Doch dummerweise hatten diese Berliner Schüler damit auch den Gegensatz zwischen Wunsch und Wirklichkeit dieser Veranstaltung charakterisiert. Denn die Wahrheit ist, dass die Fußballerinnen aus dem sozialistischen geführten 24-Millionen-Volk für zwanghafte Verbissenheit, totale Abschottung und politische Einflussnahme stehen, die den Slogan, „20Elf von seiner schönsten Seite" zu zeigen, mit Füßen tritt. Alles, was irgendwie beim Aufenthalt in Leipzig oder Dresden zur Völkerverständigung hätte beitragen können, hat diese Delegation abgesagt; bei Trainingseinheiten im Dresdener Ostragehege haben deutsche Sicherheitskräfte an der Geheimhaltung mitgewirkt, als wären unerwünschte Blicke auf einen Fußballplatz ein Terrorakt auf freiheitliche Werte.

"Es ist mehr als ein Fußballspiel: Es ist eine politische Partie!"
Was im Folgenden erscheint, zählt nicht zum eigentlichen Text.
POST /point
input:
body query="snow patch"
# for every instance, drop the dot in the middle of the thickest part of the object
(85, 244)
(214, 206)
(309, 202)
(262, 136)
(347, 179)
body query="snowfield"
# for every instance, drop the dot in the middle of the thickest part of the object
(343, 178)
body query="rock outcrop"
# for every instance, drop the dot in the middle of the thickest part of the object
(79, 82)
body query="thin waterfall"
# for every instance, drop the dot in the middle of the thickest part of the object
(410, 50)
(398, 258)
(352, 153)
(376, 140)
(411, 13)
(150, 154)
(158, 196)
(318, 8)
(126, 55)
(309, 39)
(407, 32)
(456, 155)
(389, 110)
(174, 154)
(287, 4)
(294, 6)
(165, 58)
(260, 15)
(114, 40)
Trainer Kim Kwan-Min, wie alle Verbandsangestellten Erfüllungsgehilfe im Sinne des „geliebten Führers" Kim Jong-Il, verteidigte die Kasernierung mit dem Hinweis: „Man hat uns gegen Deutschland und gegen Kanada gesehen, jeder kennt jetzt unsere Stärken und Schwächen." Was gelogen ist, weil jeweils ein halbes Dutzend Stammspielerinnen fehlten. Der finale Test in Halle/Saale (3:0 gegen England) fand dann unter absurden Verschleierungstaktiken statt. Denn nichts würde die Propagandamaschinerie Nordkoreas so schmieren wie ein Erfolg im Auftaktspiel gegen die USA (Dienstag 18.15 Uhr).
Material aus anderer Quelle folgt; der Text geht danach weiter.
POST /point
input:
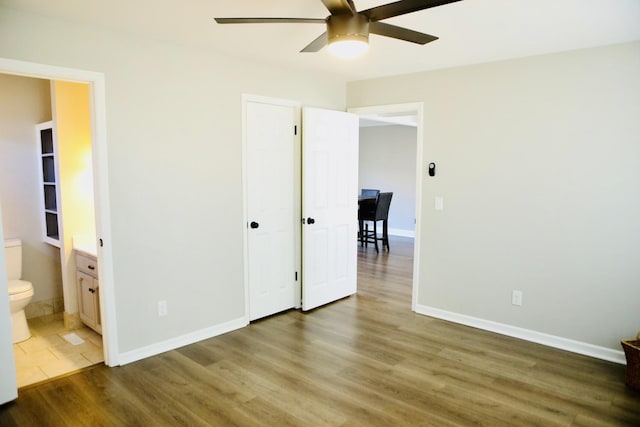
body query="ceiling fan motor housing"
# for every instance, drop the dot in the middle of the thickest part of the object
(347, 27)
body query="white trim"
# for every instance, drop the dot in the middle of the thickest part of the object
(245, 204)
(181, 341)
(97, 91)
(604, 353)
(401, 233)
(418, 107)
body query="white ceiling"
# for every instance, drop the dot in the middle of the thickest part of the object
(470, 31)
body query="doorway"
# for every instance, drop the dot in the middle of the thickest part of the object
(101, 199)
(313, 206)
(404, 114)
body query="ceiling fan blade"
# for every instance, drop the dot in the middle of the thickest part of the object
(269, 21)
(317, 44)
(382, 29)
(340, 7)
(401, 7)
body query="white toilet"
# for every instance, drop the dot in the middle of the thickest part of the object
(20, 291)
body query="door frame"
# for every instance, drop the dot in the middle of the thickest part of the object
(97, 105)
(418, 108)
(246, 98)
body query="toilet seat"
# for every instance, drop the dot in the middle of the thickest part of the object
(19, 287)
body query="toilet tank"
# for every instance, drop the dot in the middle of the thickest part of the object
(13, 256)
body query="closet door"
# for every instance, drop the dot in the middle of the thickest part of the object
(271, 215)
(329, 206)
„Es ist mehr als ein Fußballspiel: Es ist eine politische Partie", sagt Brigitte Weich, die Regisseurin des bundesweit in Programmkinos laufenden Dokumentarstreifens „Hana, dul, sed…" (Eins, zwei, drei…). Die 49-Jährige hat dafür vier ehemalige Nationalspielerinnen begleiten und in der totalitären Diktatur filmen dürfen. Die Österreicherin erinnert sich daran, wie die staatliche Institution des „Korea Film Import und Export" vor der in den USA ausgetragenen Frauen-WM 2003 die Filmemacherin in ein Museum führte, um zu zeigen, wie die heimischen Spielerinnen mit Hilfe von Bildern aus dem Koreakrieg zu „antiamerikanischer Wachsamkeit" erzogen wurden. „Der imperialistische Feind, der Nordkorea bedroht, ist für sie eine Wahrheit, die sie der Welt verkünden wollen”, sagt Brigitte Weich. „Das völlig isolierte Land verfolgt seine eigene Denklogik." Mit der Folge, dass die weiblichen Abgesandten für die WM 2011 - im Durchschnitt 20,1 Jahre jung - nun vor Millionenpublikum für politische Motive kämpfen müssen. Die US-Stürmerin Abby Wambach glaubt: „Das Ding von Nordkorea ist, dass sie es mögen, wenn sie geheimnisvoll bleiben. Schon bei der WM 2007 haben sie uns ein hartes Match geliefert." Damals in China endete es 2:2, 2003 und 1999 unterlag Nordkorea jeweils 0:3.

Schiedsrichterin ist Bibiana Steinhaus - keine leichte Aufgabe für die Blondine aus Niedersachsen. Bibi im kalten Krieg also. Sie ist dennoch zuversichtlich ist: „Ich bin bestmöglich vorbereitet. Wir haben alles getan, im körperlichen, mentalen und im technisch-taktischen Bereich."

Bevor der Anpfiff ertönt, müssen sich die Spielerinnen beider Teams die Hand reichen - so sieht es das Fifa-Reglement vor. „Die Hoffnung ist, dass über so ein Spiel vielleicht große betonierte Mauern einbrechen", sagt die Grünen-Chefin Claudia Roth.